The Licensor's aggregate liability will not exceed the amount paid by the Licensee for the Software in the twelve (12) months preceding the event giving rise to the claim. Nothing in this section limits liability for: payment obligations, indemnification obligations, IP infringement, breaches of confidentiality, gross negligence, wilful misconduct, or any liability that cannot be limited by law.
12. Indemnification
The Licensee will defend, indemnify, and hold harmless the Licensor from any third-party claim arising out of (i) the Licensee's or any User's use of the Software in violation of these Terms, the Licence Agreement, or applicable law; (ii) Customer Data, including any claim that Customer Data infringes a third party's rights or violates law; or (iii) any audit, regulatory filing, or business decision made by the Licensee using or relying on the Software.
13. Termination
Either party may terminate these Terms on written notice if the other party materially breaches and fails to cure within 30 days. The Licensor may terminate immediately on written notice if the Licensee fails to pay fees when due, misuses the Software in a way that creates material risk to the Licensor's rights, or becomes insolvent. On termination the Licensee will cease all use, uninstall and delete all copies, and certify in writing if requested.
14. Governing law and dispute resolution
These Terms are governed by the laws of the Province of Ontario and the federal laws of Canada applicable in Ontario. The parties submit to the exclusive jurisdiction of the courts of Ontario. Before initiating litigation, the parties will attempt resolution through good-faith negotiation for at least 30 days and, if unsuccessful, through mediation under ADR Institute of Canada rules. Either party may seek injunctive relief without observing the pre-litigation steps where necessary to protect IP or confidential information.
15. Export control and sanctions
The Licensee will not export, re-export, or transfer the Software in violation of any export-control or sanctions regime, and will not make the Software available to any person on a relevant restricted-party list.
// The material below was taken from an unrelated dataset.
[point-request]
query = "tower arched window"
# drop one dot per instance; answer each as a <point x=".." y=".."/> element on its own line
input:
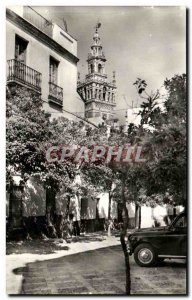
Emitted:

16. Changes to these Terms
The Licensor may update these Terms from time to time. Material changes will be communicated by email to the address on file, by an in-product notice, or by publication in the Software's documentation. Continued use after the effective date constitutes acceptance. If the Licensee objects to a material change, it may terminate within 30 days of the effective date and obtain a pro-rated refund.
17. Notices
Notices to the Licensor must be in writing and sent to [email protected]. Notices to the Licensee may be sent to the email on file for the Licensee's primary account contact.
18. General
These Terms together with the Licence Agreement, Copyright notice, and Privacy Policy constitute the entire agreement on the subject matter. In the event of conflict the order of precedence is: Licence Agreement, these Terms, Copyright, Privacy, then other documentation. Provisions held unenforceable are severed; failure to enforce a right is not a waiver; the Licensee may not assign without the Licensor's consent; the parties are independent contractors; neither party is liable for force-majeure delay. These Terms are in English; les parties ont demandé que cette entente et tout document s'y rapportant soient rédigés en anglais.